Mercy's Still Open for Non-COVID-19 Patients

April 15, 2020

With stay-at-home orders and the threat of the COVID-19 pandemic, the emergency room (ER) at Mercy Hospital Springfield isn’t nearly as busy as usual. That’s good news – but doctors say you should still come in if you need emergency care.

“Unfortunately, we’ve had instances where people have waited at home a little too long before they came to see us,” said Dr. Mark Griesemer, medical director for the ER at Mercy Hospital Springfield. “We understand they don’t want to unnecessarily expose themselves to germs in the waiting room, but time matters when it comes to many serious conditions.”

COVID-19 concerns led Mercy to set up a “forward triage” at both its Springfield and Lebanon emergency rooms. Patients are quickly assessed and those with potential COVID-19 symptoms are immediately masked and separated from others.

Lebanon-Triage-web Co-workers participate in a blessing of the "forward triage" facility outside Mercy Hospital Lebanon's emergency room. The facility enables staff to quickly assess patients' symptoms and separate those who may have COVID-19.

Non-emergency care needs to continue as well, including well-child checkups. “The American Academy of Pediatrics is still recommending kids come in for their routine vaccinations,” said Dr. John Burson, pediatrician and vice president of Women and Children’s Services at Mercy Springfield. “We know those strengthen their immune systems, and that’s what they need at this time especially.”

Mercy Kids’ clinic offices are scheduling well-children visits in the morning and seeing kids with illness in the afternoon. They’ve adjusted scheduling to enable families to come straight to an exam room, eliminating the need to sit in a waiting area.

For adults with chronic or new conditions, Mercy clinics are offering both video and telephone doctor’s visits, so don’t hesitate to reach out, even if you’re worried about visiting a clinic. There may not be a need for you to come in person. Even if there is, Mercy has safeguards in place.

“Remember that everyone – from our co-workers to our patients – are being screened for COVID-19 symptoms the moment they arrive at our door,” said Dr. Jennifer McNay, president of Mercy Clinic Springfield Communities. “If they have symptoms, we will mask them. Our co-workers are all masked, and we’ve limited visitors. The bottom line is to reach out if you need us. We’re still here to help.”


COVID-Screeners-web Screeners at Mercy Hospital Springfield smile behind their masks. They're taking temperatures and screening co-workers, patients and visitors for symptoms of COVID-19.

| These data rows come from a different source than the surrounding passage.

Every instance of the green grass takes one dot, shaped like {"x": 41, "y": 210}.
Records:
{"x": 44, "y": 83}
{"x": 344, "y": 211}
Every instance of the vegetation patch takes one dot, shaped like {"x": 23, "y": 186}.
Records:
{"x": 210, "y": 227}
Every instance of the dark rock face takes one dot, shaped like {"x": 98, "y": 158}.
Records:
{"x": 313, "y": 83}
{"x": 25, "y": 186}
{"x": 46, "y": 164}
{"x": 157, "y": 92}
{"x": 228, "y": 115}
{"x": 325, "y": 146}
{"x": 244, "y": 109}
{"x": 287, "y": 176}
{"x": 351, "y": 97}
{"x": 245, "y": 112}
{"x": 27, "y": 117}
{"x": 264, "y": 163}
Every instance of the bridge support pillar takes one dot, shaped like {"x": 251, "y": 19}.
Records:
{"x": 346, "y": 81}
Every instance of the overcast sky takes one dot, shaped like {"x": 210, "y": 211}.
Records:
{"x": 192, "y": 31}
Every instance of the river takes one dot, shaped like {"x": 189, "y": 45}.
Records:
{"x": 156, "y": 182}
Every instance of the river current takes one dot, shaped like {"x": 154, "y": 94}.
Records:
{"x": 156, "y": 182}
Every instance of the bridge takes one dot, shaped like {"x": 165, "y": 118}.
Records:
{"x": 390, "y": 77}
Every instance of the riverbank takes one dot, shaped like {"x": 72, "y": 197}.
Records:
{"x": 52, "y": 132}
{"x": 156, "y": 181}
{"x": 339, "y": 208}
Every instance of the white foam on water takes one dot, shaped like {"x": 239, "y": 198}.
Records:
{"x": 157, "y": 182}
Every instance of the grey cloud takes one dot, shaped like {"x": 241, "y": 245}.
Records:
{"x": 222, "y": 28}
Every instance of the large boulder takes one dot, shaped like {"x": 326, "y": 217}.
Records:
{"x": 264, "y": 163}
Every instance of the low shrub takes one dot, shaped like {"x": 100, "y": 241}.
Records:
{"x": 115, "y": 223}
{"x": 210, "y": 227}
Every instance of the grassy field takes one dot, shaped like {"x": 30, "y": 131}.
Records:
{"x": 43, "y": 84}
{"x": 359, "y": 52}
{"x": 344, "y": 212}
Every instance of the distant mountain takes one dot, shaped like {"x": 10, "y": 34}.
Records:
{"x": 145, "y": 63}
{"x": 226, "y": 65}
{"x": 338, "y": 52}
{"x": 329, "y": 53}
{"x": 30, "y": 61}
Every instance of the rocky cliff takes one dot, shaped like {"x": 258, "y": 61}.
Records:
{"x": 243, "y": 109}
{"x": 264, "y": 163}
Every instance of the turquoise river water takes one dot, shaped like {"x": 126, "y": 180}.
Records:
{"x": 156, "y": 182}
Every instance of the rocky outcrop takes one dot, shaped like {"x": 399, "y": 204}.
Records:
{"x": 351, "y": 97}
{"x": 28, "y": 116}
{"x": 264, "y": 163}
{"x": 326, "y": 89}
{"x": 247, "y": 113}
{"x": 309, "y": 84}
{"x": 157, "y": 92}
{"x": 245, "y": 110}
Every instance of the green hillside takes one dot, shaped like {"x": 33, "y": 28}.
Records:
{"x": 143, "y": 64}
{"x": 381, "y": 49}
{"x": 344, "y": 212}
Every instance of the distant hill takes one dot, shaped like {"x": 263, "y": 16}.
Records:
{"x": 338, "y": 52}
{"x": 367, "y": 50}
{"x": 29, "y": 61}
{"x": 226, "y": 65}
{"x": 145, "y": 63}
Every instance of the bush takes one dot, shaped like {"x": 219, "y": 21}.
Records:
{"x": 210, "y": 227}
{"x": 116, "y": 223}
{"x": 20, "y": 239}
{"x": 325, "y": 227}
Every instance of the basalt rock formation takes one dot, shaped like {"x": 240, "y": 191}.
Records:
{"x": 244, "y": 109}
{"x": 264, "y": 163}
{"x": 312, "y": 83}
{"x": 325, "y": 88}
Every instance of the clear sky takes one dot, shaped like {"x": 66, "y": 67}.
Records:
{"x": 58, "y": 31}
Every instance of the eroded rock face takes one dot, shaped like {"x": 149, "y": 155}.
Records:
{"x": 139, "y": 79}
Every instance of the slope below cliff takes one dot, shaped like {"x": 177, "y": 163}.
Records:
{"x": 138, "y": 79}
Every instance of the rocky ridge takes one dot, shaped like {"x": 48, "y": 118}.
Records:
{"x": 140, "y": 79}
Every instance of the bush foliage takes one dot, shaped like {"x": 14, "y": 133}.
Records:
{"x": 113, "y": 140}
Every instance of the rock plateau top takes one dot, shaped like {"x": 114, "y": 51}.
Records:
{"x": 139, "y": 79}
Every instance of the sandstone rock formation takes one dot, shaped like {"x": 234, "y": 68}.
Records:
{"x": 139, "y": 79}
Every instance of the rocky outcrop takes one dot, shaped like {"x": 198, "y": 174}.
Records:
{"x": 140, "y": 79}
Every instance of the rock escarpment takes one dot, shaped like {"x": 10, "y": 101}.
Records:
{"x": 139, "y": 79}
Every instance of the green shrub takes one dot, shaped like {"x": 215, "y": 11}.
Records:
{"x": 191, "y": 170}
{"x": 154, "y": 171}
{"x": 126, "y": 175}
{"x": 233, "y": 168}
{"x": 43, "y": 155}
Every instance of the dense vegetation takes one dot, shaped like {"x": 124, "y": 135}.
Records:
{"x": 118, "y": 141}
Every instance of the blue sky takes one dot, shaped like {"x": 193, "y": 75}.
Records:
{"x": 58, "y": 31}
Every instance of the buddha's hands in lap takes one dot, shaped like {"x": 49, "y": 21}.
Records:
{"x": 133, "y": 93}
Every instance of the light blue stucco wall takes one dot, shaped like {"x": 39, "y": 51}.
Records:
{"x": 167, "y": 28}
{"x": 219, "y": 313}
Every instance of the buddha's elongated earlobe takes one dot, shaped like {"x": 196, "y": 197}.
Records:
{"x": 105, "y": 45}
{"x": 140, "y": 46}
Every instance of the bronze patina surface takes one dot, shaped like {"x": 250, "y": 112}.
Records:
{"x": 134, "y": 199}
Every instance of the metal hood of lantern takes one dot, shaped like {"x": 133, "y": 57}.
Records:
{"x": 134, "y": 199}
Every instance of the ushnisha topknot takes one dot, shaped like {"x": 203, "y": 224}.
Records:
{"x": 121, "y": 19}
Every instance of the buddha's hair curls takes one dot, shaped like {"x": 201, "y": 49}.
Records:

Mercy patients with a MyMercy account can reach out through the app to contact their provider’s office. The office will let you know whether your visit should be by phone, video or in person. If you don’t have a MyMercy account, sign up online.

For urgent, but non-emergency care, Mercy-GoHealth Urgent Care locations across Springfield are still open. You can go online to reserve your time to be seen, walk in and get care immediately – or choose a video visit for some conditions.